The biggest global ransomware cyberattack on record has impacted over 130,000 individual computers across over 100 countries in just 48 hours. That figure is an estimate as of Saturday midnight May 13, and will certainly increase over the next few days as more victims are identified.
So What Exactly Happened?
Victims see a ransom demand on their screens, stating that their data has been encrypted. The criminals demand $300 in Bitcoin to unlock the data. This price increases to $600 within a few hours if the ransom is not paid. The attacks utilize malware – a worm called Wanna Decryptor (a.k.a. WannaCry). It infects the device of a user who has been tempted to open an email attachment and thereby unknowingly installs the virus. The malware encrypts the hard drive and searches for other potential target systems on the network to spread itself. Once inside an organization, it exploits a known vulnerability in the Windows OS that pertains to document sharing with other users on a network. Defense mechanisms to protect against harmful document sharing between trusted users within a network are usually less stringent. These loopholes combined to deliver the biggest ever ransomware attack in history.
A happy accident temporarily halted the spread of the infection when a UK security analyst discovered what amounts to a ‘stop button’ or so-called kill switch.
Who has been targeted?
The malware targets Windows systems that are not up to date or older versions of Windows that Microsoft no longer supports. For example, Windows XP was released in October 2001 and withdrawn from service, officially more than 12 years later in 2014. However, some organizations chose not to purchase a newer version of Windows and saved on the licensing costs only to risk security attacks like the latest ransomware incident. Other large organizations, such as the UK’s National Health Service paid Microsoft to continue supporting XP for them. However, the UK government decided to halt that spend in 2015, leaving the health care system vulnerable to the type of attack that occurred. The organization failed to access sensitive patient data, critical planned surgeries and procedures had to be cancelled, and hospitals had to shut down some units.
In general, government, university and health care networks using outdated Windows OS versions are likely to be hardest the hit.

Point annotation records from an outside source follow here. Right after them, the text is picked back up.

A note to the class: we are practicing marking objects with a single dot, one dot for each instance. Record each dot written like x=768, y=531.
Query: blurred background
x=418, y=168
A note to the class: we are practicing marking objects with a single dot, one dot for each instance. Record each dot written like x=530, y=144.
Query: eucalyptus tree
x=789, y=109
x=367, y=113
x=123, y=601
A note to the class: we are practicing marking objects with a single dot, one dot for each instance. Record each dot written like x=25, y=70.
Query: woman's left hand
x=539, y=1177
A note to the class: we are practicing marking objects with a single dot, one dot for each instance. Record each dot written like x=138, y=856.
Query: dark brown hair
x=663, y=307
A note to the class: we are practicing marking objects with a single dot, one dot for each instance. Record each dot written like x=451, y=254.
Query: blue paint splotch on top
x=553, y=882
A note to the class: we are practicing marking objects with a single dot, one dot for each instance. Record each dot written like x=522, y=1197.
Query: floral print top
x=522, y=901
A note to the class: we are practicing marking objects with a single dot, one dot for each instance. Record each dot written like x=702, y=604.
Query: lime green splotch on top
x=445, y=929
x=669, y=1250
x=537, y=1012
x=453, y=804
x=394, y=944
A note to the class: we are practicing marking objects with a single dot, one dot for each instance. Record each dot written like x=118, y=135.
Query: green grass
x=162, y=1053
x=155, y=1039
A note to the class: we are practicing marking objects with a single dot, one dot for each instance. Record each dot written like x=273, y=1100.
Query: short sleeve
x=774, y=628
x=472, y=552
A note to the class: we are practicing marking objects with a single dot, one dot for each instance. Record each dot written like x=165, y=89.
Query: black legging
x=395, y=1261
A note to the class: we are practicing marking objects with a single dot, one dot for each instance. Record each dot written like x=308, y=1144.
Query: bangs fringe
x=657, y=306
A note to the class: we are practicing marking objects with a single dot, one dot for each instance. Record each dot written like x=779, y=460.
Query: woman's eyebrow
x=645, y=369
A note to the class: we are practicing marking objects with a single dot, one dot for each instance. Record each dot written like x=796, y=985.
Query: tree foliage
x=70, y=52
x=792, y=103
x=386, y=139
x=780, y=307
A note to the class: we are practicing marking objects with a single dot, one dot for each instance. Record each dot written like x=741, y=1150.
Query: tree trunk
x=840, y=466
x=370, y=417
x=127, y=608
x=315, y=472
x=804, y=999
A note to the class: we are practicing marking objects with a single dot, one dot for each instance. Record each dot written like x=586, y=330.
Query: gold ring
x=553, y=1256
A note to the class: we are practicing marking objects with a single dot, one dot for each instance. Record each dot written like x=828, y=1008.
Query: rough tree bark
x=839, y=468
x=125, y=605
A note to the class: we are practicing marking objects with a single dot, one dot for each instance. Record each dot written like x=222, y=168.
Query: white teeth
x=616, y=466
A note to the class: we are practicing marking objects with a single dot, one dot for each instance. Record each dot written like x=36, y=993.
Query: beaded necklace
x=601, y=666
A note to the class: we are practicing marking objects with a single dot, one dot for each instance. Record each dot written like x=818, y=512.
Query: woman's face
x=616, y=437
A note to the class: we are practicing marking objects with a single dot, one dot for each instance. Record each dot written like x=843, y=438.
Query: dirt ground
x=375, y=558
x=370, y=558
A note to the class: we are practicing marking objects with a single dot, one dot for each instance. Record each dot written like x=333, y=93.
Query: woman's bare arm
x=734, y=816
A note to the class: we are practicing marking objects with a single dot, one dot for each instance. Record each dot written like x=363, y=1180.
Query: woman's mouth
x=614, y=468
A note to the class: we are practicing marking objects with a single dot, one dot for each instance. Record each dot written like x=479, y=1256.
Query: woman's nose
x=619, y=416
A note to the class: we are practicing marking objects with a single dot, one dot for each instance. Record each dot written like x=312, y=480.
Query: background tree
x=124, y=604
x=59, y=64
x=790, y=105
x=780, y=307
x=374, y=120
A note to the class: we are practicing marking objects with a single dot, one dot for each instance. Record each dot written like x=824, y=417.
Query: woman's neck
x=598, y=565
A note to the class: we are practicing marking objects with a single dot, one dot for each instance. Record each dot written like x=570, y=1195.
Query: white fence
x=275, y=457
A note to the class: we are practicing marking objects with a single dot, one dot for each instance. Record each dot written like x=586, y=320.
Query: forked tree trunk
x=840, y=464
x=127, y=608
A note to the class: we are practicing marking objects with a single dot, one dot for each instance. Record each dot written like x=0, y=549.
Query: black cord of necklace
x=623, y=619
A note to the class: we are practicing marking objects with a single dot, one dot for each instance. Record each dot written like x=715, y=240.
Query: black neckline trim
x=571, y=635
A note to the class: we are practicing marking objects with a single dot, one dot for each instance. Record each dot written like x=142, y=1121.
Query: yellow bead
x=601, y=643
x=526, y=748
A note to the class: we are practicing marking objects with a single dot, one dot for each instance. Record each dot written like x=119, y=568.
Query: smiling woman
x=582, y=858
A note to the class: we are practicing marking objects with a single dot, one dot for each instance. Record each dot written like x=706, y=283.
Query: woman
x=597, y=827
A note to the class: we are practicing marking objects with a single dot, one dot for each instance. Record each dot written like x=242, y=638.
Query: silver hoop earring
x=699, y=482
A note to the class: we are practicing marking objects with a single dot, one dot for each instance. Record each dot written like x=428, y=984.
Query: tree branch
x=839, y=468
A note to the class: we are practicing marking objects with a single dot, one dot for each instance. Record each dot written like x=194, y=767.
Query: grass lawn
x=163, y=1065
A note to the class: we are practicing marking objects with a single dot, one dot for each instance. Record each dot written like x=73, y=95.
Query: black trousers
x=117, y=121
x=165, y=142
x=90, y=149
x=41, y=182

What options do victims have?
There are only 3 options:
- Pay the ransom
- Restore the data from a recent backup – if one exists
- Live without the data
In any event, users should work to apply the recommended security patches immediately. It is inevitable that the criminals will change their attack mechanisms and remove the temporary kill-switch capability, and then there are likely to be a number of copycat attacks using the same vulnerability in different ways.
Is the NSA at fault for this?
Not entirely. The NSA apparently did discover the vulnerability some time ago. They then weaponized it for their own use by building software code that exploited the vulnerability. The hacker group known as TheShadowBrokers made public this code amongst some of the NSA’s digital espionage toolkit as part of their exposure of NSA hacking tools. Reports indicate that the hackers behind this week’s attack simply did a copy and paste of that code into their worm. Microsoft did in fact release a security patch to fix the vulnerability in March. However, not all users were aware of the vulnerability or the patch, chose to run potentially vulnerable systems instead. The debate continues as to whether the NSA should alert software vendors regarding vulnerabilities that they uncover, rather than keeping the knowledge to themselves for surveillance purposes.
What can we do to help protect against ransomware attacks?
The least you can do is to keep your software updated, at all times. The next level of defense is the human element – Internet users should never click on email attachments unless they are absolutely certain that the files are coming from genuine, legitimate and known senders. These measures alone will suffice to curtail majority of ransomware attacks coming your way.
The WannaCry worm will potentially reappear in different guises over the coming days and weeks. The best advice is to take action now to protect your devices.